SIXTH EXTINCTION: The Panamanian golden frog, pictured here, is extinct, thanks to a lethal combination of habitat destruction, climate change and a fungal disease. Image: Jeff Kubina

It’s an uncomfortable thought: Human activity causing the extinction of thousands of species, and the only way to slow or prevent that phenomenon is to have smaller families and forego some of the conveniences of modern life, from eating beef to driving cars, according to Stanford University scientists Paul Ehrlich and Robert Pringle.

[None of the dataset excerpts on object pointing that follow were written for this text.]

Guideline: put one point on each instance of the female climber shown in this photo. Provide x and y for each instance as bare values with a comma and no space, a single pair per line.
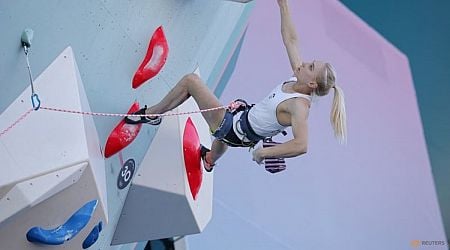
243,125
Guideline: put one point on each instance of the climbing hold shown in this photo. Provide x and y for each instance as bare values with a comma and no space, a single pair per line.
92,236
154,60
66,231
273,165
191,154
27,37
122,135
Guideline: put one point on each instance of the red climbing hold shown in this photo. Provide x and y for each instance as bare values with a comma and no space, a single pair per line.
154,59
191,153
122,135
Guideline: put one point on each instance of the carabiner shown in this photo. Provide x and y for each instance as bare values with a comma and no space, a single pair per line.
35,101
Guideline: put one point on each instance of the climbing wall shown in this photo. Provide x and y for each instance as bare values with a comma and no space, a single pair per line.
60,170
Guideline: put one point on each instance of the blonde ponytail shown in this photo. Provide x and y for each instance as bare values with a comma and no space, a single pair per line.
338,116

This extinction—the sixth in the 4-billion-year history of the Earth—"could be much more catastrophic than previous ones," says Ehrlich, author of the controversial Population Bomb, which predicted that hundreds of millions of people would starve to death in the 1970s. That fate was forestalled by the green revolution in Asian agriculture, in which new strains of cereal crops plus enhanced use of fertilizer and irrigation allowed farmers to grow enough food to feed a burgeoning population. But this is a new threat: "Anything in the vicinity of the previous ones," Ehrlich says, such as the mass extinction at the end of the Cretaceous that killed half of all species, including the dinosaurs, "would wreck civilization."

Right now, at least 2,000 frogs, salamanders and other amphibians are in danger of going extinct, according to a survey by biologists David Wake and Vance Vredenburg, writing in the Proceedings of the National Academy of Sciences USA. Coastal seas and estuaries have lost as much as 91 percent of certain species, such as oysters, according to another survey. And nearly 50 percent of all temperate grasslands and forests have disappeared.

But through it all the species responsible for this change—through overuse, pollution and other impacts—has continued to thrive and multiply, reaching roughly 6.7 billion in population and counting.

"The fate of biological diversity for the next 10 million years will almost certainly be determined during the next 50 to 100 years by the activities of a single species," write Ehrlich and Pringle in their proposal for addressing the biodiversity crisis. Adds Pringle: "The world's remaining wild areas and the species in them are being pulverized, and that's a multi-layered tragedy."

That’s why Ehrlich and Pringle call for educating women, which has slowed or stopped population growth in the developed countries of Europe. "Education and employment—for women especially—along with access to contraception and safe abortions are the most important components," they write. Adds Ehrlich: "The most basic response is to get going on stopping population growth and starting a decline. Second is doing something about consumption. If you don't do anything about those, then you are in trouble in all the others: more people, means more greenhouse gases, which means more rapid climate change."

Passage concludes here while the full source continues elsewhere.